Normally, updating an Apple Watch is an annoyingly long but straightforward process: you charge your Watch up to 50 percent, plug it in, and wait for the slow process of the update transferring and installing to your smartwatch.
But the non-cellular Apple Watch Series 3 has a tiny 8GB of internal storage, a fair chunk of which is taken up by the operating system and other critical software. So installing a major update — like the recently released watchOS 7.4 — goes something like this:
- Unpair and wipe your Apple Watch to factory settings
- Set up the Apple Watch again and restore from backup
- Realize you weren’t supposed to restore from your backup yet
- Watch an episode or two of Brooklyn Nine-Nine while you wait for the backup to finish restoring
- Start from step one again — but as a brand-new Apple Watch, without restoring from an existing backup
- Update completely fresh Apple Watch, which now has enough free memory to update
- Consider how much you actually want to use this face unlocking feature everyone keeps hyping up in the first place
- Unpair and wipe the Apple Watch a third time
- Restore from your backup and finally use normally
And the issue seems to apply whether you’ve installed a pile of apps or not. Apple’s support website doesn’t even recommend that Series 3 owners bother trying to clear up space — it just advocates that they go straight to the aforementioned reset cycle.
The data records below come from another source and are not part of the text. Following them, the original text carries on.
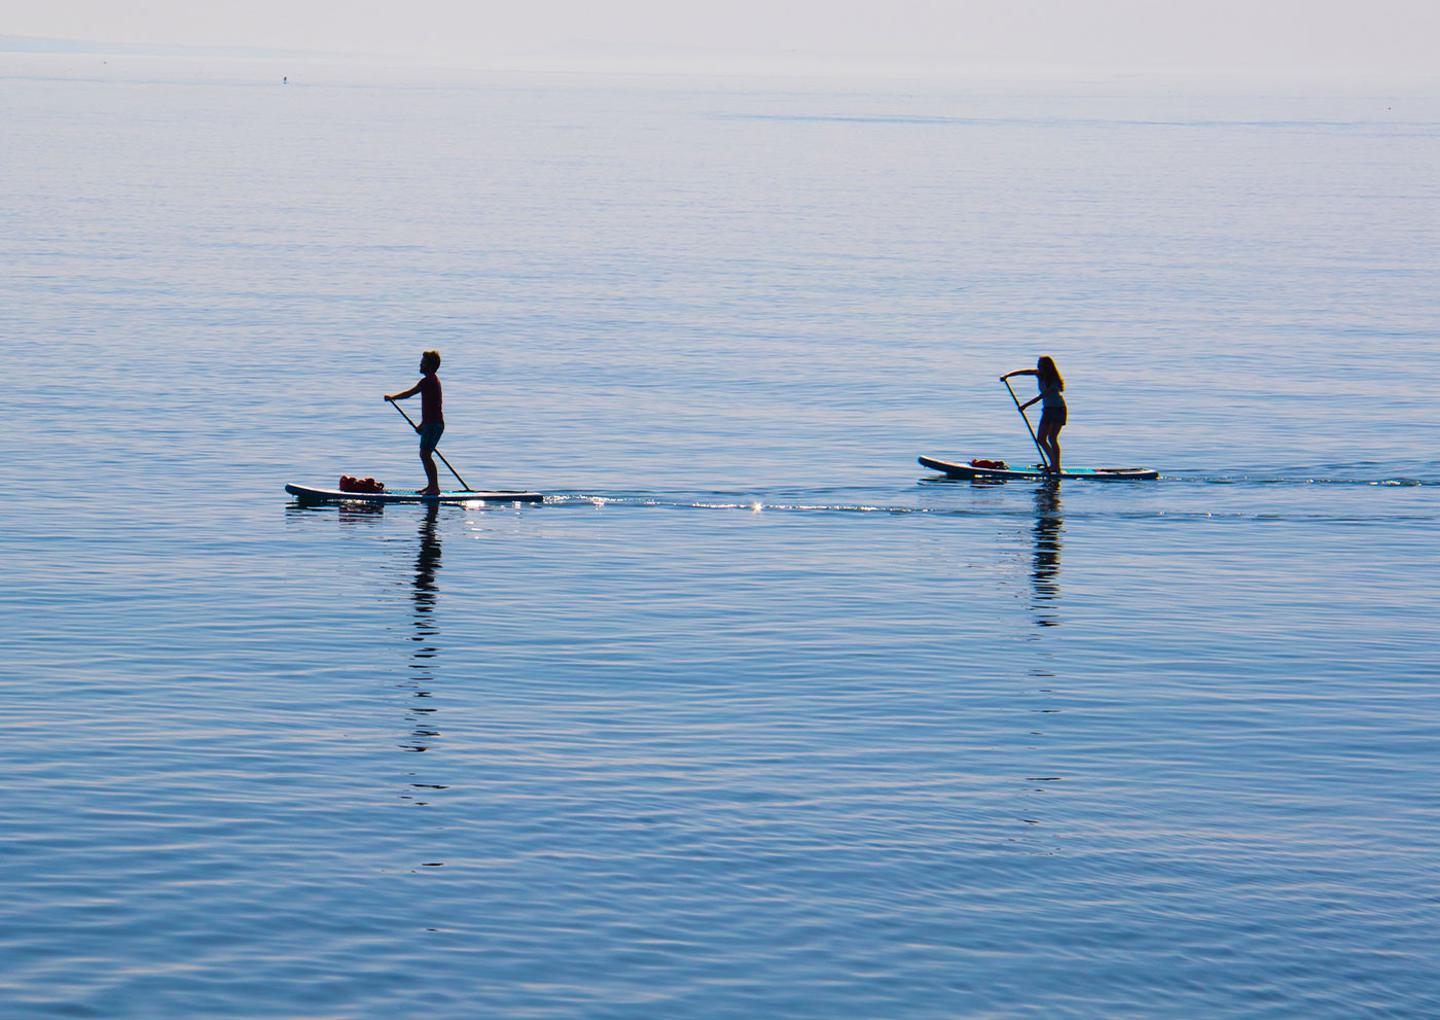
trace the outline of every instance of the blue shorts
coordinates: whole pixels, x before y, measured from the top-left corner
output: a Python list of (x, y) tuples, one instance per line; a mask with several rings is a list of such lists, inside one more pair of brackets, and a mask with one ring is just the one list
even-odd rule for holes
[(440, 437), (445, 432), (443, 421), (426, 422), (420, 426), (420, 456), (427, 453), (434, 453), (435, 447), (440, 445)]
[(1040, 412), (1040, 428), (1044, 430), (1046, 425), (1057, 429), (1064, 428), (1069, 417), (1070, 409), (1064, 404), (1059, 407), (1047, 407)]

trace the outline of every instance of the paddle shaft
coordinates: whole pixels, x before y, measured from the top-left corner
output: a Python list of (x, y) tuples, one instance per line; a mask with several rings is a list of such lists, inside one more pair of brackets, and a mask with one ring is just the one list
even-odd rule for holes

It’s clear that the current process is untenable.
I’m an editor at a technology news site and willing to put in the comical amount of time and energy to manage this, frustrating as it might be. But if you’re a more casual user — the same one who is likely to own an older, outdated Watch in the first place — why on earth would you bother with the worst update mechanism since GE’s instructions for resetting a smart bulb? And being able to update your hardware’s software is important: the just-released watchOS 7.4.1, for example, patches a critical security flaw. But with it being so difficult to install, there’s a good chance that plenty of Series 3 owners won’t bother.
I know that Apple loves to claim support for as many older hardware generations as it can with each new update. It’s one of the biggest appeals of Apple products, compared to the lackluster pace of updates on competing Android phones (like the just-deprecated Galaxy S8).
But the miserable update process for the Series 3 is a strong argument that Apple is being a little too generous with what it considers “current” hardware. Keeping the Series 3 around this long was always a money grab, a way for Apple to clear out old inventory and take advantage of mature manufacturing processes that have long since broken even in order to appeal to users who really can’t afford the extra $80 for the markedly better Apple Watch SE. It’s a similar trend to the inexplicably still-on-sale Apple TV HD, which is almost six years old and costs just $30 less than the brand-new 4K model. (Much like the Series 3, don’t buy a new Apple TV HD in 2021 either.)
But hopefully, with the announcement of watchOS 8 almost assuredly around the corner at WWDC this June, the company takes into account the basic functionality of its hardware when considering what it does and doesn’t offer support for. Because if Apple is going to insist on selling a product this old in the future, it’s going to need to be a lot more mindful of just how it actually handles its software support.